Who will tell us that we have eaten enough food?

How is food consumption controlled? You may think that our will decides this. Perhaps, sometimes. But animals probably have no such will and yet know when they have had enough and how much to eat. They know better than we do! That's a surprise. So how do they know when they've had enough to eat or not yet?

I haven't delved too much into this issue yet, so it might not be as well thought out as it should be. But it doesn't matter, it has to start somehow. What led me to this problem is this picture from a study on laboratory rats and also an excellent blog written by Peter.
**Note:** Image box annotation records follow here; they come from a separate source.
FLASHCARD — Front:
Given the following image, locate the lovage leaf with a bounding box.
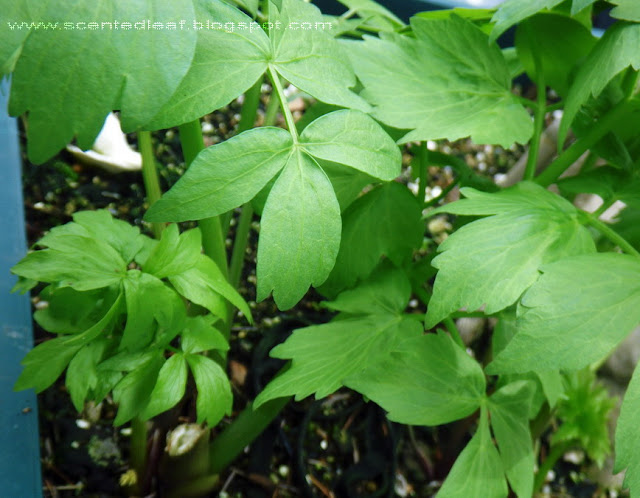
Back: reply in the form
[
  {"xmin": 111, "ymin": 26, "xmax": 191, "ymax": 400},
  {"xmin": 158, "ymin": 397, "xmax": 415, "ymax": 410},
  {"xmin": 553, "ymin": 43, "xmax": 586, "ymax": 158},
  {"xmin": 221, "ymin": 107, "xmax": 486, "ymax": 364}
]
[
  {"xmin": 269, "ymin": 0, "xmax": 369, "ymax": 111},
  {"xmin": 438, "ymin": 408, "xmax": 509, "ymax": 498},
  {"xmin": 487, "ymin": 253, "xmax": 640, "ymax": 374},
  {"xmin": 145, "ymin": 127, "xmax": 293, "ymax": 221},
  {"xmin": 345, "ymin": 15, "xmax": 533, "ymax": 146},
  {"xmin": 257, "ymin": 151, "xmax": 341, "ymax": 309},
  {"xmin": 558, "ymin": 23, "xmax": 640, "ymax": 144},
  {"xmin": 254, "ymin": 314, "xmax": 422, "ymax": 407},
  {"xmin": 187, "ymin": 355, "xmax": 233, "ymax": 427},
  {"xmin": 145, "ymin": 0, "xmax": 271, "ymax": 130},
  {"xmin": 614, "ymin": 358, "xmax": 640, "ymax": 496},
  {"xmin": 7, "ymin": 0, "xmax": 196, "ymax": 163},
  {"xmin": 338, "ymin": 332, "xmax": 486, "ymax": 425},
  {"xmin": 489, "ymin": 381, "xmax": 535, "ymax": 498},
  {"xmin": 141, "ymin": 353, "xmax": 187, "ymax": 419},
  {"xmin": 491, "ymin": 0, "xmax": 564, "ymax": 40},
  {"xmin": 426, "ymin": 182, "xmax": 595, "ymax": 327},
  {"xmin": 319, "ymin": 182, "xmax": 424, "ymax": 297},
  {"xmin": 300, "ymin": 110, "xmax": 402, "ymax": 181}
]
We are seeing several step changes in their diet. First, at the very beginning, a change from a standard rat diet to a high-fat, human-like western diet. We first see an interesting transitional event there, when fats are not a food for rats, which would relieve them of hunger. They cannot oxidize them for energy. Only over time will they learn to process them and can therefore gradually reduce excesses in their food intake. But there will never be a balance between income and expenditure, by a tiny bit. Interesting. It takes them about 8 weeks, long enough. So all this time they overeat and get fat. Why? I will try to answer that. Furthermore, we see other step changes in the diet, when instead of soybean oil, the fat is mixed in part as MCT oil (C8:0+C10:0 1:1) or as triacetin (a special type of fat with short chains, like vinegar). And again there will be a change in food intake, first immediate and after some time adaptation to this diet. We also see that the weight of the rats changes upwards and downwards, often in the opposite direction than the caloric food intake suggests. Puzzle? Let's explore it, we'll have to go into the details again. Let's denote the energy of intake and output

Ein = Eout

Energy expenditure should equal energy intake. So is the energy consumed equal to the energy released? It's not, we can see it on the graph. So better.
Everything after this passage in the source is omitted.